2016-07-27
We deal with death by dealing with our dead and with life by dealing with what's alive. Not only the idea of the thing, wrote Wallace Stevens in a poem, but the thing itself.

Thus, corpses and newborns--powerless and nonverbal--become, helplessly, wordlessly, our most powerful tutors. Dealing with them in the flesh encodes the species with existential guides: We learn to love and grieve, to breed and disappear, to parent and let go, to marry and to mourn. It is at once so simple, so complex: John Bowlby wrote three door-stopper volumes on Attachment, Separation, and Loss. Love, wrote Boudleaux Bryant for Roy Orbison to sing, hurts.

God knows it does--whoever God is, wherever God is, whatever the Will of God turns out to be.

And none know it better than those who love Terri Schiavo--each damned if they do and if they don't, each cast as caricatures of good and evil, players in the red and blue state cartoon that has become our body politic, whilst their wife, their daughter, our fellow citizen and fellow human inhabits a space and time that is relentlessly gray.
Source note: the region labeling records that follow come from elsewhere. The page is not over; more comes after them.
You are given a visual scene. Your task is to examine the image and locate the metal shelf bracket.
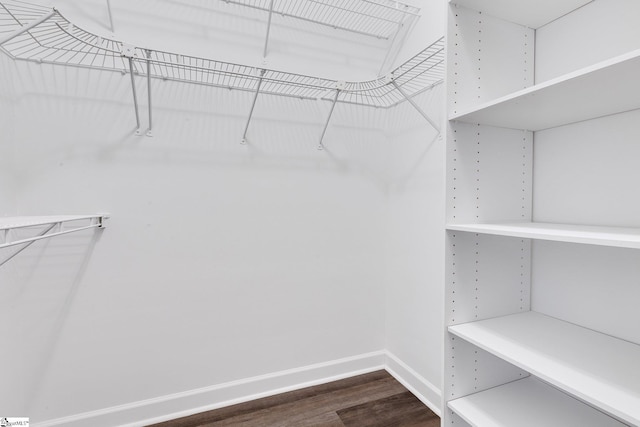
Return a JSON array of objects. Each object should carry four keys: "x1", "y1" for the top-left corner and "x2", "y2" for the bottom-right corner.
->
[
  {"x1": 0, "y1": 215, "x2": 109, "y2": 267},
  {"x1": 122, "y1": 44, "x2": 142, "y2": 136},
  {"x1": 318, "y1": 82, "x2": 345, "y2": 150},
  {"x1": 386, "y1": 74, "x2": 440, "y2": 133},
  {"x1": 145, "y1": 49, "x2": 153, "y2": 136},
  {"x1": 240, "y1": 69, "x2": 267, "y2": 145},
  {"x1": 0, "y1": 8, "x2": 58, "y2": 46},
  {"x1": 262, "y1": 0, "x2": 273, "y2": 58}
]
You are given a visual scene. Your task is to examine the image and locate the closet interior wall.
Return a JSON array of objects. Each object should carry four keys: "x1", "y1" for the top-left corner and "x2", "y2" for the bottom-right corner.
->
[{"x1": 0, "y1": 1, "x2": 444, "y2": 425}]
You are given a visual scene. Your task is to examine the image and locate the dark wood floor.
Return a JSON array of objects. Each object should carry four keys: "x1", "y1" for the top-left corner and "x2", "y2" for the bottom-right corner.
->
[{"x1": 153, "y1": 371, "x2": 440, "y2": 427}]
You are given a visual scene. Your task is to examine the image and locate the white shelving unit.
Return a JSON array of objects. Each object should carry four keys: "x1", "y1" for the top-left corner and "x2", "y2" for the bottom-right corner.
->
[
  {"x1": 447, "y1": 222, "x2": 640, "y2": 249},
  {"x1": 449, "y1": 311, "x2": 640, "y2": 425},
  {"x1": 0, "y1": 214, "x2": 109, "y2": 266},
  {"x1": 450, "y1": 50, "x2": 640, "y2": 131},
  {"x1": 443, "y1": 0, "x2": 640, "y2": 427}
]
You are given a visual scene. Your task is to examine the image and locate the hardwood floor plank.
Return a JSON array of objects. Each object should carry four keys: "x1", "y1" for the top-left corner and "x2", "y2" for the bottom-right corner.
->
[
  {"x1": 150, "y1": 370, "x2": 440, "y2": 427},
  {"x1": 338, "y1": 391, "x2": 440, "y2": 427},
  {"x1": 211, "y1": 378, "x2": 405, "y2": 427},
  {"x1": 149, "y1": 370, "x2": 393, "y2": 427}
]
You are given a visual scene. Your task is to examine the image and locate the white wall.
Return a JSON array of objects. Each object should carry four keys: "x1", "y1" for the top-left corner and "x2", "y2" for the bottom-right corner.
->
[
  {"x1": 0, "y1": 55, "x2": 15, "y2": 215},
  {"x1": 386, "y1": 85, "x2": 445, "y2": 411},
  {"x1": 386, "y1": 1, "x2": 446, "y2": 411},
  {"x1": 0, "y1": 0, "x2": 444, "y2": 425},
  {"x1": 2, "y1": 55, "x2": 386, "y2": 421}
]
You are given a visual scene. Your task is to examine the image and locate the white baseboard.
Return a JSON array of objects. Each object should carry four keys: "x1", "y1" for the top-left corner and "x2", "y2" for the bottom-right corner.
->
[
  {"x1": 32, "y1": 351, "x2": 441, "y2": 427},
  {"x1": 32, "y1": 351, "x2": 387, "y2": 427},
  {"x1": 385, "y1": 351, "x2": 442, "y2": 417}
]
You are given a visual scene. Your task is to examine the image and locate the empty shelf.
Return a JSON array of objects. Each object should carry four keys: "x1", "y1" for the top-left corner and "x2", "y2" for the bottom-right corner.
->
[
  {"x1": 449, "y1": 312, "x2": 640, "y2": 425},
  {"x1": 447, "y1": 377, "x2": 626, "y2": 427},
  {"x1": 450, "y1": 50, "x2": 640, "y2": 131},
  {"x1": 450, "y1": 0, "x2": 593, "y2": 28},
  {"x1": 447, "y1": 222, "x2": 640, "y2": 249}
]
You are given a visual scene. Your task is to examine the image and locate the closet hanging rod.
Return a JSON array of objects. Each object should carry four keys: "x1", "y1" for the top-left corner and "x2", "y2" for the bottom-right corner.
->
[{"x1": 0, "y1": 0, "x2": 444, "y2": 108}]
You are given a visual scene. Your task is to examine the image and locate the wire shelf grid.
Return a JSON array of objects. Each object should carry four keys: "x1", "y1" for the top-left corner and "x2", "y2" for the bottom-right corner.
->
[
  {"x1": 0, "y1": 0, "x2": 444, "y2": 108},
  {"x1": 220, "y1": 0, "x2": 420, "y2": 40}
]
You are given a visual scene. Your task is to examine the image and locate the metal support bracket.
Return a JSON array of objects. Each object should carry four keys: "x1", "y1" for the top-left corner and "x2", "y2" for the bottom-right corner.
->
[
  {"x1": 0, "y1": 214, "x2": 109, "y2": 267},
  {"x1": 0, "y1": 8, "x2": 58, "y2": 46},
  {"x1": 387, "y1": 75, "x2": 440, "y2": 133},
  {"x1": 107, "y1": 0, "x2": 115, "y2": 33},
  {"x1": 262, "y1": 0, "x2": 274, "y2": 58},
  {"x1": 145, "y1": 49, "x2": 153, "y2": 136},
  {"x1": 240, "y1": 69, "x2": 267, "y2": 144},
  {"x1": 318, "y1": 82, "x2": 345, "y2": 150},
  {"x1": 122, "y1": 45, "x2": 142, "y2": 136}
]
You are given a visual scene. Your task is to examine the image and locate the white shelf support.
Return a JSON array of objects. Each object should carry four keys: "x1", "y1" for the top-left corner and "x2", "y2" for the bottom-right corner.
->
[
  {"x1": 240, "y1": 69, "x2": 266, "y2": 144},
  {"x1": 262, "y1": 0, "x2": 274, "y2": 58},
  {"x1": 390, "y1": 77, "x2": 440, "y2": 133},
  {"x1": 0, "y1": 215, "x2": 109, "y2": 267},
  {"x1": 0, "y1": 9, "x2": 57, "y2": 46},
  {"x1": 0, "y1": 223, "x2": 55, "y2": 267},
  {"x1": 318, "y1": 84, "x2": 344, "y2": 150},
  {"x1": 145, "y1": 49, "x2": 153, "y2": 136},
  {"x1": 122, "y1": 45, "x2": 141, "y2": 135},
  {"x1": 107, "y1": 0, "x2": 115, "y2": 33}
]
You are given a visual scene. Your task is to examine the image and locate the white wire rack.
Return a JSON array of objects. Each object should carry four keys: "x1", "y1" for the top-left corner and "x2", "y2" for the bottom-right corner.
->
[
  {"x1": 0, "y1": 0, "x2": 444, "y2": 144},
  {"x1": 0, "y1": 214, "x2": 109, "y2": 267},
  {"x1": 220, "y1": 0, "x2": 420, "y2": 40}
]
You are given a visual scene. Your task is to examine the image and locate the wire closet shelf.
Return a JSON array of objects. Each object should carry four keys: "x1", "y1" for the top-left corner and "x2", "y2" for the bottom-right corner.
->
[
  {"x1": 0, "y1": 0, "x2": 444, "y2": 108},
  {"x1": 220, "y1": 0, "x2": 420, "y2": 40}
]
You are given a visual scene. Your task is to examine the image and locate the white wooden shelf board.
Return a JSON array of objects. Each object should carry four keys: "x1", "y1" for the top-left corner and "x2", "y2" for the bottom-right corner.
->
[
  {"x1": 447, "y1": 222, "x2": 640, "y2": 249},
  {"x1": 447, "y1": 377, "x2": 626, "y2": 427},
  {"x1": 450, "y1": 50, "x2": 640, "y2": 131},
  {"x1": 0, "y1": 215, "x2": 106, "y2": 230},
  {"x1": 450, "y1": 0, "x2": 593, "y2": 28},
  {"x1": 448, "y1": 311, "x2": 640, "y2": 425}
]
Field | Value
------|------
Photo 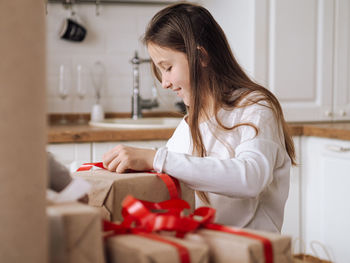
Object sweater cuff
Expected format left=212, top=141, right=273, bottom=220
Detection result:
left=153, top=147, right=168, bottom=173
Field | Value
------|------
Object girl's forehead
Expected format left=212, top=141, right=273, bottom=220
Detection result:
left=147, top=43, right=185, bottom=64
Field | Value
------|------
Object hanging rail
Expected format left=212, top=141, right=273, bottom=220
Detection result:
left=47, top=0, right=178, bottom=5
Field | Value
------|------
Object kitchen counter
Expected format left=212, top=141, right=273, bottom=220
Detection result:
left=48, top=122, right=350, bottom=143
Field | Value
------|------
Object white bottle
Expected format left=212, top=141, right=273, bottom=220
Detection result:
left=91, top=104, right=105, bottom=122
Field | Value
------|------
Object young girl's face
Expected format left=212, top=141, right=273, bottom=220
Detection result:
left=147, top=43, right=191, bottom=106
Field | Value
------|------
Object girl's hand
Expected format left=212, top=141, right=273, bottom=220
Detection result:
left=103, top=144, right=156, bottom=173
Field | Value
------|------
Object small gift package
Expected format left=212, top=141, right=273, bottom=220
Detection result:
left=186, top=227, right=293, bottom=263
left=46, top=202, right=105, bottom=263
left=73, top=169, right=194, bottom=221
left=106, top=234, right=209, bottom=263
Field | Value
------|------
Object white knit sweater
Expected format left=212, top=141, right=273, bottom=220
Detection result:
left=153, top=104, right=291, bottom=232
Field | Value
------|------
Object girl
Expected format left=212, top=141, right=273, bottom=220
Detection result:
left=103, top=3, right=295, bottom=232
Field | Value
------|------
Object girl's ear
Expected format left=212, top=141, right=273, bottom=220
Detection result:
left=197, top=46, right=209, bottom=68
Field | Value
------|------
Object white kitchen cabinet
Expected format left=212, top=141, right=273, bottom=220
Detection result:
left=281, top=136, right=301, bottom=253
left=333, top=0, right=350, bottom=120
left=301, top=137, right=350, bottom=263
left=254, top=0, right=340, bottom=121
left=201, top=0, right=350, bottom=121
left=47, top=143, right=91, bottom=172
left=92, top=140, right=167, bottom=162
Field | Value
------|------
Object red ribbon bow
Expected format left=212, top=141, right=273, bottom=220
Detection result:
left=78, top=163, right=273, bottom=263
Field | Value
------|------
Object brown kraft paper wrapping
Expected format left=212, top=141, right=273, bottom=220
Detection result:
left=46, top=203, right=105, bottom=263
left=73, top=169, right=195, bottom=221
left=0, top=0, right=47, bottom=263
left=186, top=228, right=293, bottom=263
left=106, top=235, right=209, bottom=263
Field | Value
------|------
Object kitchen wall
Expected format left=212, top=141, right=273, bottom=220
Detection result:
left=46, top=0, right=254, bottom=113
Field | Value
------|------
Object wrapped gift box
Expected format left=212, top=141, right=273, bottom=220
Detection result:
left=47, top=203, right=105, bottom=263
left=73, top=169, right=195, bottom=221
left=106, top=234, right=209, bottom=263
left=186, top=228, right=293, bottom=263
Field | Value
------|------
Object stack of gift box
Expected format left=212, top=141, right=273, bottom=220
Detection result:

The fog of love and life and death rolls in and there are casualties.

Maybe we should all assume, in the sad theater of Ms. Schiavo's case, something like a default position. We could start by admitting first our failures, our faulty visions. We could make ourselves, so soon after the passionate, and holy, first week of spring, absent from the body politic, the legal and legislative wrangling, and present--by prayer or its secular equivalent--to the difficult mysteries of suffering and death and life enacting themselves in that quiet hospice room where Terri Schiavo occupies, God help her, God help us all, that perilous middle ground between ever-shifting borders of being and ceasing to be.
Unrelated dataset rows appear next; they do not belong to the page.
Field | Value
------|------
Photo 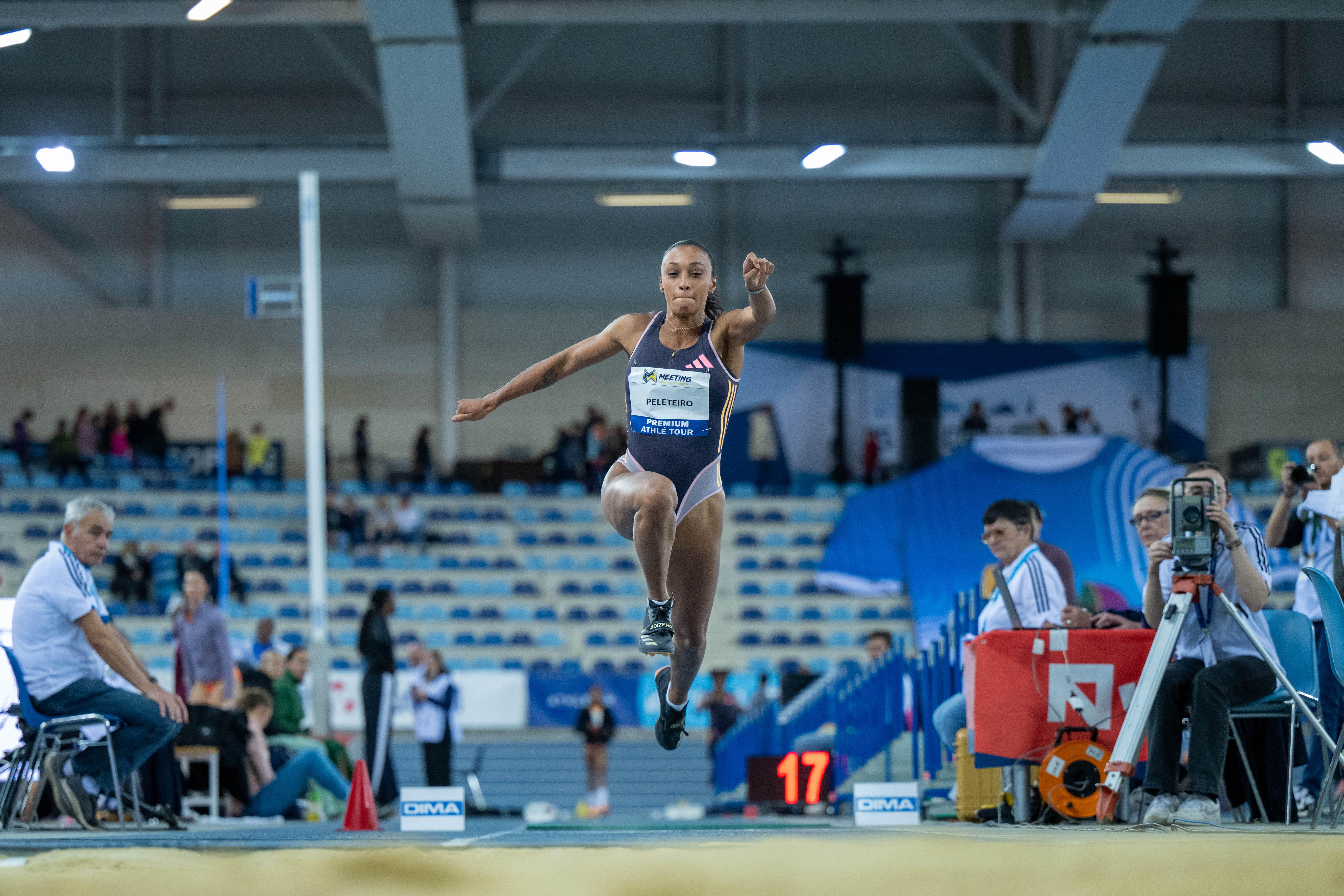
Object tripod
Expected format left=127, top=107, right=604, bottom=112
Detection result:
left=1097, top=572, right=1337, bottom=822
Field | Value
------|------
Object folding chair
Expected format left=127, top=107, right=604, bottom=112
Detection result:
left=1302, top=567, right=1344, bottom=830
left=0, top=647, right=144, bottom=830
left=1228, top=610, right=1320, bottom=825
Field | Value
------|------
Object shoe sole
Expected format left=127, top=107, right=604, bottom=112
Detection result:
left=43, top=754, right=99, bottom=830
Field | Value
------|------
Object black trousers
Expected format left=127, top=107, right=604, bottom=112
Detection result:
left=1144, top=657, right=1277, bottom=799
left=360, top=672, right=398, bottom=806
left=421, top=731, right=453, bottom=787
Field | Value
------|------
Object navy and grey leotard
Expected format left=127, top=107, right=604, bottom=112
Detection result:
left=621, top=312, right=738, bottom=522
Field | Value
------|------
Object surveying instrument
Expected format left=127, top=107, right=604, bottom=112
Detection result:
left=1097, top=476, right=1336, bottom=824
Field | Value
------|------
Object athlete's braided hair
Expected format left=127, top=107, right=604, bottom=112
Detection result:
left=662, top=239, right=723, bottom=321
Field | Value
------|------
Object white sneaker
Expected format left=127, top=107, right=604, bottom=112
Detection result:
left=1172, top=794, right=1223, bottom=825
left=1144, top=794, right=1181, bottom=825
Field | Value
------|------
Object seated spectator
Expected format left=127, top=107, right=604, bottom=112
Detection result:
left=243, top=650, right=285, bottom=698
left=933, top=498, right=1067, bottom=752
left=1144, top=462, right=1278, bottom=825
left=393, top=494, right=425, bottom=544
left=47, top=418, right=83, bottom=478
left=172, top=570, right=236, bottom=709
left=238, top=688, right=349, bottom=817
left=13, top=496, right=187, bottom=830
left=251, top=617, right=279, bottom=661
left=371, top=494, right=397, bottom=544
left=112, top=541, right=152, bottom=603
left=863, top=629, right=891, bottom=662
left=206, top=544, right=247, bottom=603
left=1060, top=489, right=1172, bottom=629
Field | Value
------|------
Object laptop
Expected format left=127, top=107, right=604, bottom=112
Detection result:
left=995, top=567, right=1021, bottom=631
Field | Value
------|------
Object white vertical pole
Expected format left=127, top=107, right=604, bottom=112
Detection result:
left=298, top=171, right=329, bottom=735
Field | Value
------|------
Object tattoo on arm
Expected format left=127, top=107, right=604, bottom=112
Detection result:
left=532, top=367, right=560, bottom=392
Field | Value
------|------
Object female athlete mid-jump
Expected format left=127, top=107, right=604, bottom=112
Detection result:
left=453, top=239, right=774, bottom=750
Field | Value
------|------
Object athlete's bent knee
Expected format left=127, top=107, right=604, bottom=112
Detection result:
left=634, top=481, right=676, bottom=516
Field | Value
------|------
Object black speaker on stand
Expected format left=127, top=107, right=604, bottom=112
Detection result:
left=817, top=236, right=868, bottom=485
left=1140, top=236, right=1195, bottom=454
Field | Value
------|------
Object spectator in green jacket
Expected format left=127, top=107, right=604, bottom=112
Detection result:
left=272, top=647, right=308, bottom=735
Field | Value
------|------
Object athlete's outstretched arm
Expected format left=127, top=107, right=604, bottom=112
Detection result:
left=723, top=253, right=774, bottom=345
left=453, top=314, right=648, bottom=423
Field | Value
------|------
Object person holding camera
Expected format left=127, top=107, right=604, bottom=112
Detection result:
left=1265, top=439, right=1344, bottom=811
left=1144, top=462, right=1278, bottom=825
left=933, top=498, right=1067, bottom=752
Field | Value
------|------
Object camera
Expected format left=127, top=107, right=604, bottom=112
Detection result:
left=1171, top=476, right=1215, bottom=575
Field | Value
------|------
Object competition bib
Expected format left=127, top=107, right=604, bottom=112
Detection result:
left=628, top=367, right=710, bottom=435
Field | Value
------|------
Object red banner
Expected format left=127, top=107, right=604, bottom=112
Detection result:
left=962, top=629, right=1154, bottom=766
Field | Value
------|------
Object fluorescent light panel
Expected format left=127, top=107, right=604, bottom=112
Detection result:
left=160, top=195, right=261, bottom=211
left=35, top=146, right=75, bottom=171
left=672, top=149, right=719, bottom=168
left=187, top=0, right=234, bottom=22
left=1306, top=140, right=1344, bottom=165
left=802, top=144, right=845, bottom=168
left=1097, top=189, right=1180, bottom=206
left=0, top=28, right=32, bottom=47
left=597, top=191, right=695, bottom=208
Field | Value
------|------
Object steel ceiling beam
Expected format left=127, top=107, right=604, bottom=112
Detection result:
left=0, top=0, right=1344, bottom=28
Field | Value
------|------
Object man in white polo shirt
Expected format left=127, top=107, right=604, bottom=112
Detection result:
left=13, top=496, right=187, bottom=829
left=1144, top=462, right=1278, bottom=825
left=933, top=498, right=1069, bottom=752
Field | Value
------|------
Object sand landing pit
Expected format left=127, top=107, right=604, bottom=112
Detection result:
left=0, top=831, right=1344, bottom=896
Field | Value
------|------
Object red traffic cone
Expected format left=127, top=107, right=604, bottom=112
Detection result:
left=340, top=759, right=382, bottom=830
And maybe, disabused of every notion of control or rancor, righteousness and triumph, cause du jour, certainty, or truth, we could return to the original condition where we are all helpless fellow-pilgrims in search of the way home, praying that the cup passes, or the angel of death passes our people over today, or the paschal mysteries leave our tombs all empty in the end.

Ms. Schiavo is neither fully alive nor fully dead. Her loving parents, driven by faith and hope, argue that any life is better than none and yet their efforts to save her from death deny their daughter the full new life her faith lays claim to. Her loving husband, driven by faith and hope, seeks to save her from the extreme measures our science and technologies can bring to bear on the human being in extremis. And yet his motives are questioned because of his own embrace of life.

On either side there is more than enough suffering humanity to go around. The addition of lawyers and pollsters, jurists and politicos, placard bearers and op-eders (mea culpa, mea maxima culpa) will not be, if history is a guide, remedial. The din will make those intimate conversations between those most intimately involved impossible. More's the pity.

If there is a God, I am not it: This seems an agreeable article of faith. Whether we know or doubt, wish or wonder; whether we are certain and saved or simply waiting to see, we can agree to keep the difficult vigils of humanity, to be present to the suffering and dying, the dead and heartbroken, to bear witness to life and bear the dying and dead to the edge of a life we will learn to live without them. And there at that edge, we can let go, let God‑-whomever the God of our beginnings and ends turns out to be--take care of the living and the dead.

I've looked into the eyes of corpses and newborns, parents and children, lovers and spouses, the dead and the living to whom they matter. I've seen in each a straining to see the light, the shape of things, a vision or a sign that love is forever, hope is eternal, faith will see us somehow born again.

There's a depth to them, not unlike empty tombs. We've seen that look in Ms. Schiavo's eyes, and in her parents' and in her husband's and in our own. We have it in common: we are not God; we are mortals; we must close our eyes and leap into a darkness lit by faith to get our first real glimpse of What Is or What Isn't.